Baste señalar que es totalmente insignificante e intrascendente lo que el Estado dominicano ha estado dedicando de por vida a la investigación en ciencia y tecnología: mucho menos de 1%.  Pero el sector privado dominicano tampoco tiene presupuestos significativos dedicados a tan revolucionaria materia.

Sin presupuestos significativos dedicados a la investigación en ciencia, tecnología e innovación no es posible modernizar los procesos económicos y sociales, multiplicando por n la producción corriente y la producción potencial, permitiendo al mismo tiempo redimensionar y aumentar progresiva y sostenidamente la productividad y la competitividad de las exportaciones de bienes y de servicios y su diversificación.

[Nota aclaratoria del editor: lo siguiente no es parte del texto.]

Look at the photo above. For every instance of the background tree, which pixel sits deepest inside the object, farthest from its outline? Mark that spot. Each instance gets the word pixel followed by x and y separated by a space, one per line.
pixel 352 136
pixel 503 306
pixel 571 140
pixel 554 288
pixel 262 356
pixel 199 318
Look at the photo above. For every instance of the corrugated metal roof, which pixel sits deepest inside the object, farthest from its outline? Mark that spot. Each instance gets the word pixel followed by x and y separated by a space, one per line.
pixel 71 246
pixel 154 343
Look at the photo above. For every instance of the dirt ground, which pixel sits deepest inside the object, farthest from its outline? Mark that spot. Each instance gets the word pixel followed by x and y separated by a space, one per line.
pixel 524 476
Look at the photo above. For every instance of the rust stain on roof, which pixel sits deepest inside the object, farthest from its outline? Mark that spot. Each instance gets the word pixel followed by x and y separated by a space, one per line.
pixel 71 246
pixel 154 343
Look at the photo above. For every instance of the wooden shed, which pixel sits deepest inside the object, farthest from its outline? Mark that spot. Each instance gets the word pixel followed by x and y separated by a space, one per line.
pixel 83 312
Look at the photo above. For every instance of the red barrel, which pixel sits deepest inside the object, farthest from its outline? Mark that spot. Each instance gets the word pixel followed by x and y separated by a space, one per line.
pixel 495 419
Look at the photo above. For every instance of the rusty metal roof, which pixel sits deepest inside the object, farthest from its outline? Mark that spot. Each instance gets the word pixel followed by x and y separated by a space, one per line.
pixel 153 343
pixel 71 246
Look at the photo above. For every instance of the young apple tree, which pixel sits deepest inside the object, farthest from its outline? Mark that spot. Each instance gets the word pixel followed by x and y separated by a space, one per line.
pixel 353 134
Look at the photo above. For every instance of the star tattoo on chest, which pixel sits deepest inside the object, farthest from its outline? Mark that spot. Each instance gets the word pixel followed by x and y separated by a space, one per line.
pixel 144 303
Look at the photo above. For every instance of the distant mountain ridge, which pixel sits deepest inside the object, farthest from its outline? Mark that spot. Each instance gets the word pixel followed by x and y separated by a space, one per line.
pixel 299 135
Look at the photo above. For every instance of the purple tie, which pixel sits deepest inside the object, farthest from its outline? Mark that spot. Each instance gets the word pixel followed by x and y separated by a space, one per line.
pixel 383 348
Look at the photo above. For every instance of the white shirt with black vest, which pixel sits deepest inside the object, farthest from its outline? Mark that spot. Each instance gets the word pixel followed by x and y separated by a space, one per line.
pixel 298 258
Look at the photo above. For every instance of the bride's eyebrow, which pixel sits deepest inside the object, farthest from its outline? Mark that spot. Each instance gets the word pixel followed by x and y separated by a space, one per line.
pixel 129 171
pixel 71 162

La estrategia de desarrollo defendida por el Banco Central, basada en políticas de mercado y la apertura externa, no es una verdadera estrategia de desarrollo.

Por las razones aludidas en mi primer artículo y por las razones aludidas en el presente, en respuesta al artículo del Banco Central sobre el modelo económico dominicano, es que consideramos que nuestro país debe abocarse ya a definir y aplicar una nueva estrategia de desarrollo en la línea de superar todas las debilidades estructurales, coyunturales y sociales señaladas y para hacer posible la conversión del crecimiento económico en desarrollo económico y social.